SEI Select Small Cap ETF (SEIS)
Small-capitalization stocks occupy an odd middle ground in the equity markets. They are large enough to be listed on a major exchange and followed by at least some Wall Street analysts, but too small to command the attention, liquidity, and institutional ownership that the largest companies enjoy. The SEI Select Small Cap ETF provides a way to own a basket of them without having to research individual small companies or worry about picking the rare few that will grow into mid-caps and large-caps.
The fund’s approach is passive, tracking an index of small-cap US companies that typically sit somewhere between a market capitalization of 300 million and 3 billion dollars, though these thresholds shift as market prices change. SEI Investments sponsors it, and the annual expense ratio is low — typically around 0.4% or less — which is important because small-cap investors are already accepting extra volatility and trading costs in exchange for the chance at outsized growth. Adding a 0.8% or 1% annual fee on top of that drag would be punishing. The fund holds somewhere between 600 and 1,000 stocks, providing genuine diversification across the small-cap universe rather than concentration in a handful of bets.
Why does small-cap exposure matter at all? The answer lies in historical returns and the role of growth in stock selection. Small companies, as a group, have delivered higher average returns than large companies over very long periods, though the relationship is neither smooth nor guaranteed year to year. More important, small-cap stocks tend to move in different cycles than large-caps. When investors lose faith in mega-cap growth stocks, they often flee into small and mid-cap value. Owning SEIS alongside large-cap index funds provides a hedge against the risk of betting everything on the market’s love of the largest companies. It is insurance against whatever the next market narrative turns out to be.
The tradeoffs are real and non-trivial. Small-cap stocks are more volatile — they swing up and down more sharply than the broad market — because they have less financial cushion, smaller profit margins, and less diversified revenue streams. A small pharmaceutical company betting on a single clinical trial is riskier than Merck with dozens of drugs on the market. Many small-cap companies have thinner trading volume, so large positions can be harder to exit quickly without moving the price. Analysts cover small companies less thoroughly than large ones, which can mean less public information and more room for surprises — both good and bad. The bid-ask spread (the gap between buy and sell prices) is wider, which matters if you are trading in and out.

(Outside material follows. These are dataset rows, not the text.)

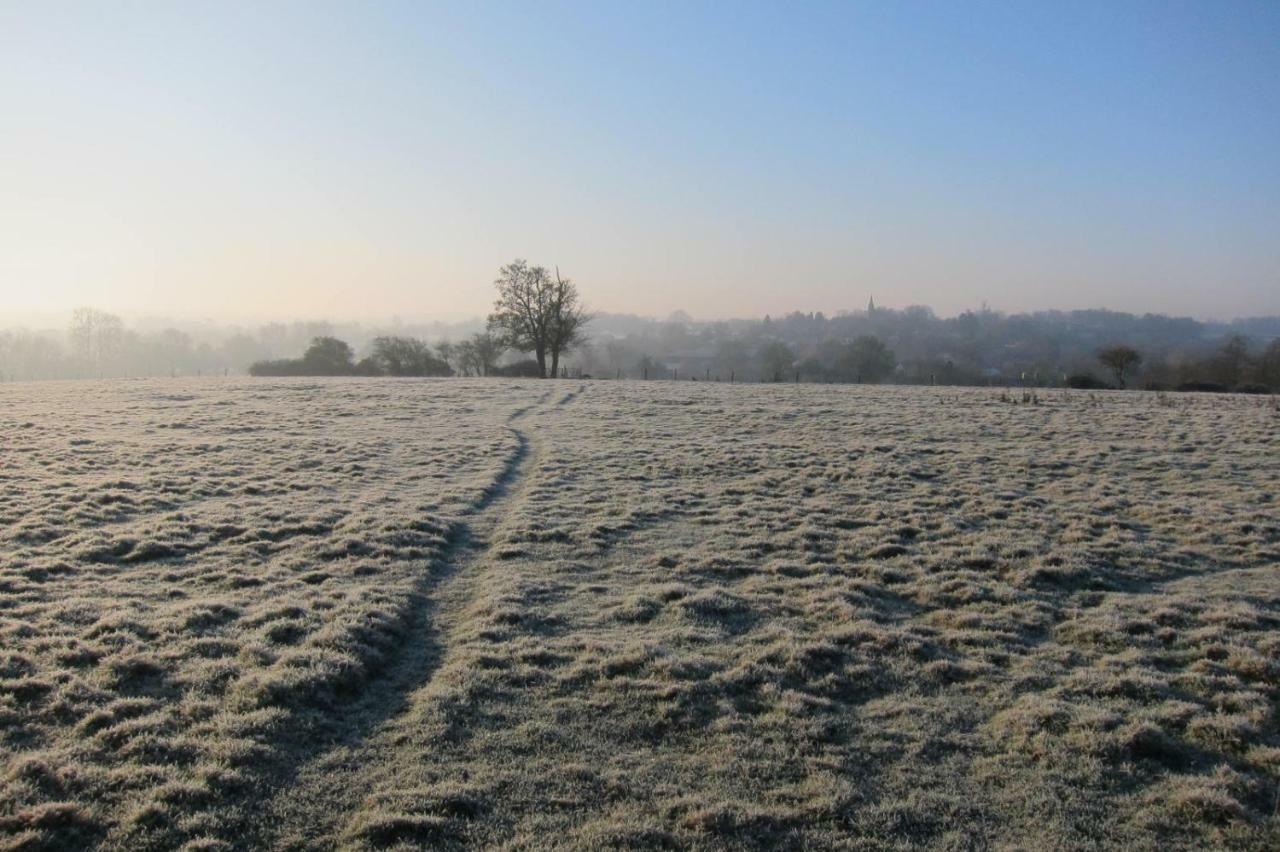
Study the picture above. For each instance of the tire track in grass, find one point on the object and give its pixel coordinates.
(311, 805)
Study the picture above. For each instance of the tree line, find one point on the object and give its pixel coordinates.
(536, 312)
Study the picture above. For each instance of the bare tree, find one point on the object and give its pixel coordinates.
(485, 349)
(522, 311)
(1119, 360)
(566, 326)
(97, 338)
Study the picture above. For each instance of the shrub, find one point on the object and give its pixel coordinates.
(1084, 381)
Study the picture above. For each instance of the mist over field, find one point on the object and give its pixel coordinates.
(393, 613)
(595, 425)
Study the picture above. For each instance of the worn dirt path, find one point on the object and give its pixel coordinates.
(311, 810)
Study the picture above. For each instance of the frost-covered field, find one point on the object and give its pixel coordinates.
(635, 614)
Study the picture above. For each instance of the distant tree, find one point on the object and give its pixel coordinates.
(566, 321)
(329, 357)
(447, 352)
(522, 312)
(96, 338)
(776, 361)
(645, 366)
(397, 356)
(865, 358)
(480, 353)
(1119, 360)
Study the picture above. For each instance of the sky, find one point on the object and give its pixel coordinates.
(374, 160)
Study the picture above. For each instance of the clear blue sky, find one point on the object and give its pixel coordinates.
(373, 159)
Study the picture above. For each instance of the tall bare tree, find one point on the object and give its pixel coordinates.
(487, 349)
(522, 311)
(566, 326)
(1119, 360)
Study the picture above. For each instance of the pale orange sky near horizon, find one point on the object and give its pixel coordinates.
(240, 163)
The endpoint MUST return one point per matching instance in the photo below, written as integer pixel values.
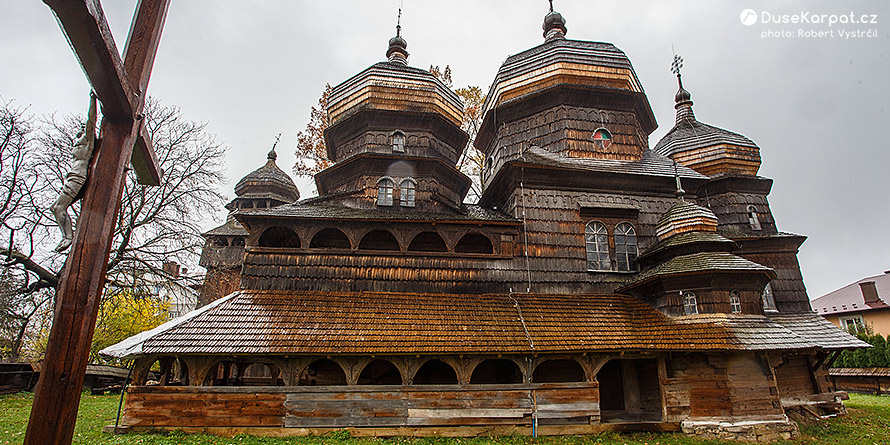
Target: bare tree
(312, 155)
(156, 224)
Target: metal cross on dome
(677, 64)
(120, 86)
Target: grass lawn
(867, 423)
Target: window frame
(631, 262)
(398, 147)
(768, 298)
(596, 243)
(611, 227)
(688, 297)
(857, 322)
(753, 218)
(408, 192)
(385, 198)
(735, 302)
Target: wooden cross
(120, 86)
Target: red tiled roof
(849, 298)
(290, 322)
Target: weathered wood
(57, 395)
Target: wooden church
(598, 283)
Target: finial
(398, 47)
(682, 95)
(272, 156)
(680, 192)
(554, 25)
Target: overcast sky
(816, 106)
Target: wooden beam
(57, 394)
(139, 56)
(142, 42)
(83, 22)
(144, 160)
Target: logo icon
(748, 17)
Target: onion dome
(685, 217)
(266, 183)
(554, 25)
(596, 76)
(705, 148)
(398, 48)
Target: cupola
(267, 186)
(586, 93)
(704, 148)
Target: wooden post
(57, 394)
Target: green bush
(877, 355)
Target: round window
(602, 138)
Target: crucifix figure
(75, 179)
(120, 86)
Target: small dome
(554, 25)
(268, 181)
(398, 48)
(682, 95)
(685, 217)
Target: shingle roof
(268, 179)
(818, 330)
(563, 50)
(683, 239)
(230, 228)
(281, 322)
(849, 298)
(691, 134)
(652, 164)
(304, 209)
(699, 262)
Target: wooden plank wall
(362, 406)
(199, 406)
(736, 385)
(378, 406)
(793, 377)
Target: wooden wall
(362, 406)
(738, 385)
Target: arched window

For long-term investors building buy-and-hold portfolios, these liquidity and information disadvantages matter less than the growth potential. For traders or those who need to access their capital quickly, SEIS can be more problematic. The fund’s prospectus lays out the exact composition of its small-cap index and the expense ratio in full. Performance over rolling periods — one year, three years, five years, since inception — shows how the fund has delivered relative to other small-cap benchmarks and whether it tracks its index tightly. Comparing SEIS to other small-cap ETFs reveals whether the index it tracks and the fees it charges are competitive or lagging.